Question. The Lasagna Committee also recommended that Medicare automatically cover any unlabeled drug indication recognized in one of the three major medical compendia. Does HCFA intend to follow this recommendation, and if not, why not?

Answer. As indicated in the answer to question 1, under the MCCA, we had clear authority to mandate the use of drug compendia for use in making coverage decisions about drugs covered by the MCCA. (In addition, in committee language, Congress indicated its intent that we consider use of the U.S. Pharmacopoeia, the AMA.Drug Evaluations, and the American Hospital Formulary Service.) In view of the repeal of MCCA, we are

considering whether and to what extent, national uniformity can be promoted.

COVERAGE OF UNLABELED INDICATIONS FOR DRUGS

Question. Does HCFA have any data indicating the cost of the individualized carrier decisions with respect to coverage of unlabeled indications for drugs?

Answer. No.

Question. How does that cost compare with the savings realized from denial of coverage for these indications?

Answer. Data not available.

Question. Is there not a potential conflict of interest when such decisions are left to individual carrier discretion while at the same time these carriers, in their private business, have been increasingly restrictive in their own coverage decisions?

Answer. Carriers are left with considerable discretion on which indications to cover. The Medicare program has been designed from its inception in this manner. Individual Medicare coverage decisions are independent from a carrier's private business but are to be based on the current medical policy of the community. Often, this is reflected in what they are doing in their private business.

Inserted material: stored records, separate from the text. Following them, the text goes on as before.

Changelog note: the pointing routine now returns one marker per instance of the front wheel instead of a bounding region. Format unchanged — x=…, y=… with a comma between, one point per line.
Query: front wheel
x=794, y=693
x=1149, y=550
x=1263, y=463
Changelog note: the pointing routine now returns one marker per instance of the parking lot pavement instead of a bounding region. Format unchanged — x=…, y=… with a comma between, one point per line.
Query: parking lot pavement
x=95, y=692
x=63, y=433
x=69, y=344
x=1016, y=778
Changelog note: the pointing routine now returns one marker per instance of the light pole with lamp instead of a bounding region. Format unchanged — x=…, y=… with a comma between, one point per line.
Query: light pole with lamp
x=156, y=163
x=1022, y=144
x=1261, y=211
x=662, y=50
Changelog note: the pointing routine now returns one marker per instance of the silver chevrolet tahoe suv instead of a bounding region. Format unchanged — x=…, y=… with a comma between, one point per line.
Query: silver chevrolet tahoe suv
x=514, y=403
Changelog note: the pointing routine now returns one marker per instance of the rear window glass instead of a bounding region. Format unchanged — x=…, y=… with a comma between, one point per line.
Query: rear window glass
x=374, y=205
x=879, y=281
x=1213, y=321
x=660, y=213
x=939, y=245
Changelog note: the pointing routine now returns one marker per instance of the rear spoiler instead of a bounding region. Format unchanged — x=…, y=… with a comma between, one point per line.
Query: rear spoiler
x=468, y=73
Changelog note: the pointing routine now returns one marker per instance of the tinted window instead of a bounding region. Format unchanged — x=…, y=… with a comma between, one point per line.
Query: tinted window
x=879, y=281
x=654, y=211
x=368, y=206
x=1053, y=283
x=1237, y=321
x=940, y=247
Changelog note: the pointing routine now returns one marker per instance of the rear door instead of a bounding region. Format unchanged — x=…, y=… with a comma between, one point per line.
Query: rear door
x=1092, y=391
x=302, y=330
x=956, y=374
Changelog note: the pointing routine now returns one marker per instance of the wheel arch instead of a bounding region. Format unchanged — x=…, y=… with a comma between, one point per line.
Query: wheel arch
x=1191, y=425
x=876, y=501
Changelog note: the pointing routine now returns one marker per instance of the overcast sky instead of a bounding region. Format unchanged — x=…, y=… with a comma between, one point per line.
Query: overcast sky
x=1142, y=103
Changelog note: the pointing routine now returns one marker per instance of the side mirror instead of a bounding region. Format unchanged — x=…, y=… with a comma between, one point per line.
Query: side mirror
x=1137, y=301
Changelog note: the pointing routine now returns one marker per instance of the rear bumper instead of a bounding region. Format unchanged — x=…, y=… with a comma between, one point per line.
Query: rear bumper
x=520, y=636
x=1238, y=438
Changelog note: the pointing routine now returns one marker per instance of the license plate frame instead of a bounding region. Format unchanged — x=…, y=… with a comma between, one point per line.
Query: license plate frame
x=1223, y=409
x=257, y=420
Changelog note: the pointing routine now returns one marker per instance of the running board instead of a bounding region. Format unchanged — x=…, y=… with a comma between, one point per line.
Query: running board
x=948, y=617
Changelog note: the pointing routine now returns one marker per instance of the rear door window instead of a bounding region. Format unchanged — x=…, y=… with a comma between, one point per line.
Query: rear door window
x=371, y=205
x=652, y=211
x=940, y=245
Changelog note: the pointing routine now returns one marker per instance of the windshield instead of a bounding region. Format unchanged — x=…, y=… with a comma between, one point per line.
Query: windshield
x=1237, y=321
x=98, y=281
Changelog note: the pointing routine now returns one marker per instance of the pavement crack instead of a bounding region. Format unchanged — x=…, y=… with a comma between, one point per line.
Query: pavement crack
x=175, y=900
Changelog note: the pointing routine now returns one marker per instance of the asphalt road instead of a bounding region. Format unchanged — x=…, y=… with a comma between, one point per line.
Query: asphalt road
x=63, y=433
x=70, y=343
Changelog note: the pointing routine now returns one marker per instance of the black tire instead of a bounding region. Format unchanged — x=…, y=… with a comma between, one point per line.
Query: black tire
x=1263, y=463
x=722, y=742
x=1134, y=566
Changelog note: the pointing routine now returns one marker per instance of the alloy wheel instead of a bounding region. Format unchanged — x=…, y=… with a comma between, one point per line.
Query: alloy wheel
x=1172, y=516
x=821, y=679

Question. I am very concerned about claims processing and want to be sure your budget request is adequate for the prompt processing of beneficiary claims. Your budget justification projects a decrease in the Part A claims workload from FY 90 to FY 91 and a very slight increase in Part B claims workload. In recent years, the annual increases in both Part A and Part B workload have been much greater than these modest projections. In fact, from FY 89 to FY 90, the Part A claims workload grew by 10.3% and the Part B claims workload by 13.6%. Please provide a detailed explanation of the projected workloads for FY 91.

Answer. In late FY 1989 a trend of declining growth in benefit payments emerged. In addition, claim receipts were lower over the last three months of FY 1989 than expected. These factors coupled with the repeal of catastrophic and the speed up of claims processing in FY 1990 lead us to believe that claims processed in FY 1991 may be much less than historic trends would indicate. As in previous years, we have requested that $100 million of the contractor contingency be reserved for unanticipated workload growth.